Artificial Intelligence : Reinforcement Learning- Q Learning (Part 35)

Why AI and why now?

Basically this is Moore's law and shows how computational powers are going to increase over the years. It was a prediction and we have already gone beyond

And we've already surpassed the brain of an insect for an average computer that you can buy for 1,000 bucks. We're sitting at about the processing power of the brain of a rat. By 2025, we'll be at the brain of a human.

So in 1997, DeepMind was the first compute to beat Garry Kasparov in chess. It was a huge thing.

Now on any phone, you can install an app with chess, which no human player will ever beat because computers are that good now.

And then just recently in March 2016, a computer won against the 18 world times champion, 18 world champion of the game of Go, Lee Sedol.

You'll see that we're using games to train AI. Why are we doing that?

Because games are a confined environment where if we can beat a game, using an artificial intelligence, then we can use the same principles to apply it to business, and that's the exact same thing that the team at Google DeepMind who created AlphaGo who won against Lee Sedol

They applied artificial intelligence to a Google warehouse to control the air cooling

and what they found this is the electricity bill, the electricity consumption.

You can see it's going like this (Left black lines) As soon they switch on the AI, bam, it goes down. (Red line) And then they switch it back off, it goes up. (black lines on right).
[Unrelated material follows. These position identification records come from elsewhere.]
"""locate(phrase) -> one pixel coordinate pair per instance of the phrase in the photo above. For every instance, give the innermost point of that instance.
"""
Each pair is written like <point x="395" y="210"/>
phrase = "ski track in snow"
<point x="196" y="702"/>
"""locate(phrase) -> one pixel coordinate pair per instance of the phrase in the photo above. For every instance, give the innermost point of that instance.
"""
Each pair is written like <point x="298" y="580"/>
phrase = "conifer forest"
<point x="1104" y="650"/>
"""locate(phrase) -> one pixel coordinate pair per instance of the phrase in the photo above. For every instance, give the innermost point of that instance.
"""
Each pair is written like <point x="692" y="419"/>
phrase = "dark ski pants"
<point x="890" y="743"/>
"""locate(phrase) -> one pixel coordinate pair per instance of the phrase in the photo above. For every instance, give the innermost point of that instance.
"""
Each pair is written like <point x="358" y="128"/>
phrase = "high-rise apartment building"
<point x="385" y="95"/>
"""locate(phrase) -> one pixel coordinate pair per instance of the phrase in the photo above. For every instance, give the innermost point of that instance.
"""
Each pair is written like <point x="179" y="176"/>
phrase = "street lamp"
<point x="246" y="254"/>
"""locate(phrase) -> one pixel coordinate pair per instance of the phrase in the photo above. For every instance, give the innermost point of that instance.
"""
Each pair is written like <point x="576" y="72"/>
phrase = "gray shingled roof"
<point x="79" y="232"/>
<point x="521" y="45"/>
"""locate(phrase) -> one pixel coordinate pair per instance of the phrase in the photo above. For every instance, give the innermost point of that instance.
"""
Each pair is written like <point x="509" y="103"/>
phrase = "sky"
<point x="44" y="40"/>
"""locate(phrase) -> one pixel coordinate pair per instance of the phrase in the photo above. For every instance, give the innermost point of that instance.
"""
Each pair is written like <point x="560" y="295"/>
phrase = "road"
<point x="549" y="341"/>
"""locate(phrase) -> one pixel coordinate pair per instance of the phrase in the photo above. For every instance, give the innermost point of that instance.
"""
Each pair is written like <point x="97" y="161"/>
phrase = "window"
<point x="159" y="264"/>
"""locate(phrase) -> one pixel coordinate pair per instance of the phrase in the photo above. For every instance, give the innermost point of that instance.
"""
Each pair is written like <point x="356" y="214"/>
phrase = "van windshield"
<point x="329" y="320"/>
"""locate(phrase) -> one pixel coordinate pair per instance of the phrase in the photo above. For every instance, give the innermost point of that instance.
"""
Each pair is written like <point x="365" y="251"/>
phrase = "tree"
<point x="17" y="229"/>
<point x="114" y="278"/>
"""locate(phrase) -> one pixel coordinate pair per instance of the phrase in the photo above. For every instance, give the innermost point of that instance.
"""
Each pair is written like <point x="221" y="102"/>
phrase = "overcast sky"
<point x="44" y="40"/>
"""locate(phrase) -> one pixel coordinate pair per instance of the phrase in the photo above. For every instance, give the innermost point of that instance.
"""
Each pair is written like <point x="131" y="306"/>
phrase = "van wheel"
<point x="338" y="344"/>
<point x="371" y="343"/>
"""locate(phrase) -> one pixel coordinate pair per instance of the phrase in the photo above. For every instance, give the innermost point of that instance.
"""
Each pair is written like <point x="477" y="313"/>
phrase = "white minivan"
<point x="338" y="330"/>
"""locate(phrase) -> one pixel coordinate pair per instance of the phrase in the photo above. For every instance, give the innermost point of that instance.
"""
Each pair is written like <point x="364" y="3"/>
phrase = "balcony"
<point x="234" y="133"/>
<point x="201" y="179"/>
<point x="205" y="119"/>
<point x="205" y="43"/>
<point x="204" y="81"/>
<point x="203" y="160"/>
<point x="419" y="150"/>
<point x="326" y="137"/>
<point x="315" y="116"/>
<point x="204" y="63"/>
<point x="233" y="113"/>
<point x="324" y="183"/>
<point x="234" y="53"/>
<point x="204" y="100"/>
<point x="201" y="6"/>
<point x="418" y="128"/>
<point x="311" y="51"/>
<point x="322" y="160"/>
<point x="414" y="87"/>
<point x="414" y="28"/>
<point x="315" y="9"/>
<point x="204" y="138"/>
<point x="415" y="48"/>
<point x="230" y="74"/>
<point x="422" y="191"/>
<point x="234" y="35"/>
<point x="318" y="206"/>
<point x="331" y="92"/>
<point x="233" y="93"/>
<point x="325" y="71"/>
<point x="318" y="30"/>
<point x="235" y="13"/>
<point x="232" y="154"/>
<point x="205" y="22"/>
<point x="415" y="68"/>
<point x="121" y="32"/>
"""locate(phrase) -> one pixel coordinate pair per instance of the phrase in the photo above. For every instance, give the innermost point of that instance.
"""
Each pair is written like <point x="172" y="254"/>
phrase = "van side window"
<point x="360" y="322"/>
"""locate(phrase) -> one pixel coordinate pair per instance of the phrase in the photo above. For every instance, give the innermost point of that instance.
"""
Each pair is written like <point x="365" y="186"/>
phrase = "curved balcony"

They were able to save 40% on their electricity bill.

Check out this blog

Reinforcement Learning

The thing is we already know how we, humans, learn. We understand the concepts of intrinsic and extrinsic rewards that guide us to become better at things.

For example, if you're playing bowling - you know that you need to hit the pins and a strike is a perfect shot.
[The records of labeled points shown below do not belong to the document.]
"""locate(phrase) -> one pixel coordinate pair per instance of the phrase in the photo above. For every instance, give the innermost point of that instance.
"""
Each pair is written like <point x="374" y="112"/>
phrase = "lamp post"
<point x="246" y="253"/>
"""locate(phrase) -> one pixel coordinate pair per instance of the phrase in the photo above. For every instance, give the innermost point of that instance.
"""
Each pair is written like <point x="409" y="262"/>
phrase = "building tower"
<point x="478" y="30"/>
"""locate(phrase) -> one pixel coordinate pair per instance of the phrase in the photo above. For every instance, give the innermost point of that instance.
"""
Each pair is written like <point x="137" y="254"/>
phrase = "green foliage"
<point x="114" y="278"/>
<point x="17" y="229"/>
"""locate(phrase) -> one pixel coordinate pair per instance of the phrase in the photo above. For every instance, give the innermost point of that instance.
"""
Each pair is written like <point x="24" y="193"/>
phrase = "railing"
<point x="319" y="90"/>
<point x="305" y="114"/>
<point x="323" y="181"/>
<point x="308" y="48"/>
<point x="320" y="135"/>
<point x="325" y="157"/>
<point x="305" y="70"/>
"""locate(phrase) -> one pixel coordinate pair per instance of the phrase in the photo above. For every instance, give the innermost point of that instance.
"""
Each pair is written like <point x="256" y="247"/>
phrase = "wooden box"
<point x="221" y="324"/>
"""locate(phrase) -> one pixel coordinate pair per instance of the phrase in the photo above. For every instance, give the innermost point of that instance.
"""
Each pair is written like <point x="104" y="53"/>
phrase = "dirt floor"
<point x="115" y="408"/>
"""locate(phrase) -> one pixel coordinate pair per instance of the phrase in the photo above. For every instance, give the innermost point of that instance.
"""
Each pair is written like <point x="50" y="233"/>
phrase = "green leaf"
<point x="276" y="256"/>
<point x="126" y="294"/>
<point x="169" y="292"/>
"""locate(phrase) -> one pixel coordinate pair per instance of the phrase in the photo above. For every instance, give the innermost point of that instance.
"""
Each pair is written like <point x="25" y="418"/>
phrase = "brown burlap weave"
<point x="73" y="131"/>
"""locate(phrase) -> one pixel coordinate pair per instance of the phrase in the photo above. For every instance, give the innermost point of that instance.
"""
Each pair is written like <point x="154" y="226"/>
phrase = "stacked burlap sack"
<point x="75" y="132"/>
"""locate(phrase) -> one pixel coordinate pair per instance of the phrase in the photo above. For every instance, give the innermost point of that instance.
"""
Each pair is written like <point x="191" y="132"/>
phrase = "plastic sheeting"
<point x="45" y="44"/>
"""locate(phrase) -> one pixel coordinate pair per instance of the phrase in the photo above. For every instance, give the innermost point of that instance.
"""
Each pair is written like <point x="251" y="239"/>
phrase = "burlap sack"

We know this because we are rewarded with points for hitting the pins down and we are "punished" with no points when your ball ends in the ditch.

So your brain projects those conditions of the environment onto your actions and that's how you know when you are doing good and when - not so much. And that's how we learn.

But how do we explain that to an AI? Let's learn Q-Learning to describe the process

Q Learning

Assume that this is an environment and we have sent an agent to to get to the white ring within the environment

So, what it will get is state of the environments and rewards and depending on that, it will take actions.

So, what is a state?

It basically means a situation.Assume that the agent started entering from this place

So, it will see that on left and right , it has space to move and get reward 1 to mean, that you are okay to move. then may be it may choose left

Still there is space to move on right as left side is blocked and no space out there.

So, now it can move to right .

Now it will see that, although there are space to move right and left but one it moves , it will end up getting a blocked road (follow the yellow lines)

So, now the reward point should be -1 to mean, don't go that way and get back.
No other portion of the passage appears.